I hope the absurdity of the quotation is obvious to all. A Christian woman fails to dress modestly but Jesus dressed modestly on her behalf! Is the corollary true? I am not a good father and as Christ was never married he cannot have kept the law for me in this area. The whole line of reasoning is monstrously inappropriate. Christ’s life does not cover every situation believers over the ages have found themselves in an provide a corresponding ‘law-keeping’ for our ‘law-breaking’. Yes indeed, Christ has glorified God in a life lived entirely in obedience. Yes this life was necessary for our justification for the justifying death of Christ required a perfect sacrifice; the value of the death is in the life. But it is not his life that atones but his death. In the law the sacrifices that atoned were blood sacrifices. Scripture could not be clearer:
Lev 17:11 (ESV)
For the life of the flesh is in the blood, and I have given it for you on the altar to make atonement for your souls, for it is the blood that makes atonement by the life.

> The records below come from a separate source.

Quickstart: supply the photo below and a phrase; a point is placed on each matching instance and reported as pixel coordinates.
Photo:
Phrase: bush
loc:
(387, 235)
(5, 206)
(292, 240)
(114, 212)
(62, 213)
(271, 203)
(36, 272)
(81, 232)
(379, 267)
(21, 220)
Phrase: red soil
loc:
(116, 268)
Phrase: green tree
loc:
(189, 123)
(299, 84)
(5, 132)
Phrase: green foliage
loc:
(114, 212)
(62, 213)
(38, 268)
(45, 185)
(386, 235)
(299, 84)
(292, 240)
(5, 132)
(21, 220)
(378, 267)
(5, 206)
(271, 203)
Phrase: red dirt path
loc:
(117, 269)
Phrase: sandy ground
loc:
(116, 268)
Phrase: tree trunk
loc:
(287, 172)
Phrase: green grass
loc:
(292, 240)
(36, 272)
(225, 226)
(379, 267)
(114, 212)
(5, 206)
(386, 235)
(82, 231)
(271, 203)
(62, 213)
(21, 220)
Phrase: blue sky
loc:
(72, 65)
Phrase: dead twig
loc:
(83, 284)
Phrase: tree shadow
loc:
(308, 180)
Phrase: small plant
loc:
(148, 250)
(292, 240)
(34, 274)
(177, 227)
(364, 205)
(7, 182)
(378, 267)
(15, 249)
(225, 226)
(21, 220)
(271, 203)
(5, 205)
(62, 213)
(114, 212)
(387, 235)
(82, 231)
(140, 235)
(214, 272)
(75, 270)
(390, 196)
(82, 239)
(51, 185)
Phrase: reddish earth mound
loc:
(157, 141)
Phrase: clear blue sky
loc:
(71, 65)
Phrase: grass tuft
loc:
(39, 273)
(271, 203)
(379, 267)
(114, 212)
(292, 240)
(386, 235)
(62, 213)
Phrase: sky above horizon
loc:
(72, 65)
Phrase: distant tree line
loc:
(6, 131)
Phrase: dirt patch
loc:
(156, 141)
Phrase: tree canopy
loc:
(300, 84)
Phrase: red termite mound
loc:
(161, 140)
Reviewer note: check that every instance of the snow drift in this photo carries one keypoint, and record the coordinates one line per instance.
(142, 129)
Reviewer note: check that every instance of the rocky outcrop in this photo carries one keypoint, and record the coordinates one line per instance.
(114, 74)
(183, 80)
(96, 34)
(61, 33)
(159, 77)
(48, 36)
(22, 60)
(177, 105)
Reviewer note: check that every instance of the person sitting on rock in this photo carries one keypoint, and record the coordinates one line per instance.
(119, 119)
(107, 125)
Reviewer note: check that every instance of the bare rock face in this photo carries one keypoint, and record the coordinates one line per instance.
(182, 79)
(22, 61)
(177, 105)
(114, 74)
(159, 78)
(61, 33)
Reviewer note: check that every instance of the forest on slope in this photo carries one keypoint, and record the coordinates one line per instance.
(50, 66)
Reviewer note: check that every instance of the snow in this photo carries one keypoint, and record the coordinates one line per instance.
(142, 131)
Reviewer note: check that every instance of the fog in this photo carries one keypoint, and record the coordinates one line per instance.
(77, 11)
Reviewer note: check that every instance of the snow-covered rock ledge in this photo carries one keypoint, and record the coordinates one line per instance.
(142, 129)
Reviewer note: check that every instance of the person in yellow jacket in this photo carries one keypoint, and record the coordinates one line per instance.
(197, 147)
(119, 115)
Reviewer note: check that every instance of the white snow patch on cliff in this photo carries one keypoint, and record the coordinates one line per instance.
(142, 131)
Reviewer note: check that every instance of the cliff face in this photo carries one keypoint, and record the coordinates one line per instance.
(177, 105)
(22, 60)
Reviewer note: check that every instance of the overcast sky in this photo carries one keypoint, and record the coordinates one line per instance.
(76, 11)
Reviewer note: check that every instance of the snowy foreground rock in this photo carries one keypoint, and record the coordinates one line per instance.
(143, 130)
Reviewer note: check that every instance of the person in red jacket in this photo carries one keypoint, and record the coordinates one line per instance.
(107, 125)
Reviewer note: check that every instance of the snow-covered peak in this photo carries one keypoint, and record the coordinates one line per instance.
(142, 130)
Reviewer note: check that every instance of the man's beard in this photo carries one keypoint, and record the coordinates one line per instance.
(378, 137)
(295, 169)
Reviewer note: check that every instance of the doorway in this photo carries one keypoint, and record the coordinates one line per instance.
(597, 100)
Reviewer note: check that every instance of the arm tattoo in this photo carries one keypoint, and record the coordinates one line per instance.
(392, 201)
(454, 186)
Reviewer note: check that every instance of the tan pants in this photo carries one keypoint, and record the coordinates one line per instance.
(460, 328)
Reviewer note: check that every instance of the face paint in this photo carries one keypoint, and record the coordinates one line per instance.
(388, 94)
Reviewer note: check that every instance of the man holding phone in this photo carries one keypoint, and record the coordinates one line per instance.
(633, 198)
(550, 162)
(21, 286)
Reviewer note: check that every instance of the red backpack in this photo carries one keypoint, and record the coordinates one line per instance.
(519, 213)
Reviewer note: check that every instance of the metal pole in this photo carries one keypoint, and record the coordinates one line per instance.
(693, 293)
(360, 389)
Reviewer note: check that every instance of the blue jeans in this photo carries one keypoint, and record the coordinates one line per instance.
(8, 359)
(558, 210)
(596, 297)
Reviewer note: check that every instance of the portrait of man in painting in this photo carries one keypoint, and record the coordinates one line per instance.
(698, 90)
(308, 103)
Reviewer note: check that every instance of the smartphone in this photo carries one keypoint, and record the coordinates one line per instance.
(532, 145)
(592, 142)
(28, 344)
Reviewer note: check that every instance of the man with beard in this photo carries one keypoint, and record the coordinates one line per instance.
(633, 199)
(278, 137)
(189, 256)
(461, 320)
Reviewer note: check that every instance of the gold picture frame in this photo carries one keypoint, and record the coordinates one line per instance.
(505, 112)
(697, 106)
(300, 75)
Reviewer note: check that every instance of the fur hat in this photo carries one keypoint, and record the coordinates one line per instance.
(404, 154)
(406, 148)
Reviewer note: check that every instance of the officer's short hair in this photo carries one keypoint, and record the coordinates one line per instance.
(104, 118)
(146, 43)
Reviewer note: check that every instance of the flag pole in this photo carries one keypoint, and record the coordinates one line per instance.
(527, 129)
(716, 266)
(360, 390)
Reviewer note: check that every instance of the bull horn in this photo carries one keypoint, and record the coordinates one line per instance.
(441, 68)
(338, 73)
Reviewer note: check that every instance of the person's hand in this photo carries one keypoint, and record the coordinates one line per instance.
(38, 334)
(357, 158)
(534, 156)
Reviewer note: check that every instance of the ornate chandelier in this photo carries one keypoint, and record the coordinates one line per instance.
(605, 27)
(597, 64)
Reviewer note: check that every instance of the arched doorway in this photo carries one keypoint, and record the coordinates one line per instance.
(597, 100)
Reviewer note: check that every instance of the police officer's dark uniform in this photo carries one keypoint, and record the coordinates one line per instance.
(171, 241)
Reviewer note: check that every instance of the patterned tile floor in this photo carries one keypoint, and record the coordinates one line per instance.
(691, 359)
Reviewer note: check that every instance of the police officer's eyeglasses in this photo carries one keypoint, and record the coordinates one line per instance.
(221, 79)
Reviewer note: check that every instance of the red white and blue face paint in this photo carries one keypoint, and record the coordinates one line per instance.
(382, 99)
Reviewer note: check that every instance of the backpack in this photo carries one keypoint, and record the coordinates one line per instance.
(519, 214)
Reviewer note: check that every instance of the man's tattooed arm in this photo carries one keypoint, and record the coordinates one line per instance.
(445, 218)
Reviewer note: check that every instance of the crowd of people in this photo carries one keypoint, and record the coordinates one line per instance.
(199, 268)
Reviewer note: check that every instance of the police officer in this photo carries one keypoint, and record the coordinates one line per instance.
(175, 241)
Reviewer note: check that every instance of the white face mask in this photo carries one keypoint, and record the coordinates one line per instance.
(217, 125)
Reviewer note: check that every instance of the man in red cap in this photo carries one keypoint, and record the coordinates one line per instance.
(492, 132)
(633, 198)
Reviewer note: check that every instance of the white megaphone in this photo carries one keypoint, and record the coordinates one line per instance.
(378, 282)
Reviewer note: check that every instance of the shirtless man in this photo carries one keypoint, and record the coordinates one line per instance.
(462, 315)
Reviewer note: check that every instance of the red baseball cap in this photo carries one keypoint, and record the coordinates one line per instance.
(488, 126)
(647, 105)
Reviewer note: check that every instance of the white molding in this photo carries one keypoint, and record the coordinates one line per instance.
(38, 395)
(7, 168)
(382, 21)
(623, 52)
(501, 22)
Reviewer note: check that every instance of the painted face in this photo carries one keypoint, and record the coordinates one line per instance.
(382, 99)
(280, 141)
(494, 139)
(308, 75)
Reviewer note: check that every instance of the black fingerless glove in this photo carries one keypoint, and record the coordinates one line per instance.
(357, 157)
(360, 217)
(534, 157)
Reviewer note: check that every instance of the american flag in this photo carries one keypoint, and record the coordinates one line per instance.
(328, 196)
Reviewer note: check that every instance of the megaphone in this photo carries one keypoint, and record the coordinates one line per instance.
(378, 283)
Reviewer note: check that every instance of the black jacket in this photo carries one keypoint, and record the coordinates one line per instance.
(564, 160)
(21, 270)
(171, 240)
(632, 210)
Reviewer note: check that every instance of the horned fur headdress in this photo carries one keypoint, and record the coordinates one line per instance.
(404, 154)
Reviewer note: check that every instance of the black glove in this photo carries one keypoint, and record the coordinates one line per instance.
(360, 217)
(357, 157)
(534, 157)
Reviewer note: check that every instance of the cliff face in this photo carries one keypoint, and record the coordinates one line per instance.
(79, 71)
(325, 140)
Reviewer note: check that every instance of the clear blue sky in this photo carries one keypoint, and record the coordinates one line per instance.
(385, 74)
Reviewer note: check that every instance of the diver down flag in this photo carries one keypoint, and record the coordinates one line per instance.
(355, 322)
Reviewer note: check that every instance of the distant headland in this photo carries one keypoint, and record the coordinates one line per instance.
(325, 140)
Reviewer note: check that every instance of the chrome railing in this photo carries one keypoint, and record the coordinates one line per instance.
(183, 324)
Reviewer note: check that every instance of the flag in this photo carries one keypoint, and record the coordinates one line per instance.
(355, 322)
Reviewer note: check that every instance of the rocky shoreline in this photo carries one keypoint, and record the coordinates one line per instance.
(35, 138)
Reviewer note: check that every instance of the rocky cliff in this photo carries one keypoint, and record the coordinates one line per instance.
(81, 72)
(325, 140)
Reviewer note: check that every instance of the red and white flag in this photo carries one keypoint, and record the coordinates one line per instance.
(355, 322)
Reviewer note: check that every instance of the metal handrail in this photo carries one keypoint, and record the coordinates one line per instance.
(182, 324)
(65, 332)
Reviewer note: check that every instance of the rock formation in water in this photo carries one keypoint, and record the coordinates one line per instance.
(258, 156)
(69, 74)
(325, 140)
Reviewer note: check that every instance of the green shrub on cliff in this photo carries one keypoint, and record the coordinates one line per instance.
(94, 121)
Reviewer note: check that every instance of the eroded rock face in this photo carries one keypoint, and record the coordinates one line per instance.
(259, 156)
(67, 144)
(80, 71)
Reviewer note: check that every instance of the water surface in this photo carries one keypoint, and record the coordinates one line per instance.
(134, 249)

Without the shedding of blood there is no remission of sins. Substitution lay in a death died not a life lived. Consequently, we are said to be justified by Christ’s blood but never by his life (other than his life in resurrection which is something different). The Law demands death for the law-breaker. No amount of law-keeping by another can make a guilty man righteous. Christ is my substitute by taking that death upon himself. He took the curse of a broken law and so redeemed me from the law. If I live now, I live on the other side of death in a resurrected Christ. I stand in his righteous position before the Father. It is a position that is beyond law and not answerable to law.
The great tragedy of this emphasis on IAO is that it takes atonement away from the cross and places it at the incarnation. Notice how the writer finds his peace in Christ’s life rather than his death: ‘when the law comes asking for obedience, believers can point to the Substitute in their law place.’ The glory of the cross is occluded. Yet in heaven the song of the redeemed is to the lamb, the one who has purchased men to God by his blood’. It is at the cross that substitution takes place (Isa 53). There redemption is accomplished (Roms 3). It is Christ lifted up who draws all men to him. The cross is the place of propitiation and where God’s righteousness in salvation is displayed (Roms 3). It is in being justified by his blood we have peace with God (Roms 5:1). We are reconciled to God through the death of his son (Roms 5:10; Col 1:10). It is on the cross he suffered once for sins, the righteous for the unrighteous, that he may bring us to God. In the words of an old hymn concerning the cross:
Bearing shame and scoffing rude In my place condemned he stood Sealed my pardon with his blood Hallelujah, what a Saviour.
The lesson for us all is – let the Bible speak and not theological constructs. When we adopt constructs and then extrapolate on them, we end up with positions that are risible. Moreover, it seems to be a rule that the construct eventually supplants the truth.